One such author is Australian author Elizabeth Jolley (1923 – 2007). Born in England, Elizabeth Jolley moved to western Australia with her husband in 1959, raised her children, and in 1976, at the age of fifty-three, finally saw the publication of her first novel. It was not until 1983, when she was sixty, however, that her writing began to receive recognition, and once it did, she experienced non-stop success, with fifteen novels, three short story collections, three plays, and three books of non-fiction, published to great acclaim within twenty-one years. Winner of over a dozen literary prizes and awards including Australia’s prestigious Miles Franklin Award, she was made a member of the Order of Australia for Services to Literature, and in 1997, was declared an Australian Living Treasure. Though she achieved enormous literary recognition, Jolley’s personal life was complicated, but I will save that story until I review her biography.
SEEING THE WORLD THROUGH BOOKS contains reviews of three of Jolley’s novels which show in detail what I like best about her work, and the brief summaries I provide in this present post list these books in my order of preference. All are now available in new editions released by Persea Books. I hope some readers who have never read Jolley will be inspired to do so now.
Mr. Scobie’s Riddle (1983): Martin Scobie, David Hughes, and Fred Privett, all age eighty-five, have just been admitted to the nursing home of St. Christopher and St.
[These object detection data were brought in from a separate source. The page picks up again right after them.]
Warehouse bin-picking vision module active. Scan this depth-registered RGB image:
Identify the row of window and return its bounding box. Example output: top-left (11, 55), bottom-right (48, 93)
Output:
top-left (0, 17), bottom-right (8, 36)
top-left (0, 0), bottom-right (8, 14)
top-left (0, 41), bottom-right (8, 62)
Jude following the bizarre crash of their three separate ambulances at the intersection in front of the facility. Admitted for their recuperation, they must share a small single room in which the light switch can only be reached by leaning across one bed. Some furniture has been removed to accommodate the extra beds, and the wardrobe, blocking a window, is inaccessible because of the third bed. Even if they had a view through that window, however, their view would be compromised. “Immediately outside the window was a mass of dusty green foliage of the kind which grows outside kitchens and hotel toilets…The leaves, moving in endless trembling toward and away from one another, gave an impression of trying to speak or to listen but always turning away before any tiny
message could either be given or heard,” a detail emblematic of all life at this nursing home, which specializes in non-communication. As Australian author Elizabeth Jolley develops this relentlessly dark-humored and totally absorbing novel, she also displays enormous talent for developing sensitive character sketches of the sad, elderly patients. Jolley is a world class author, capable of creating serious questions and developing the biggest of the world’s themes within small settings and scenes. The dark ironies help keep the emotion under control, though older readers will feel Mr. Scobie’s frustration with added poignancy.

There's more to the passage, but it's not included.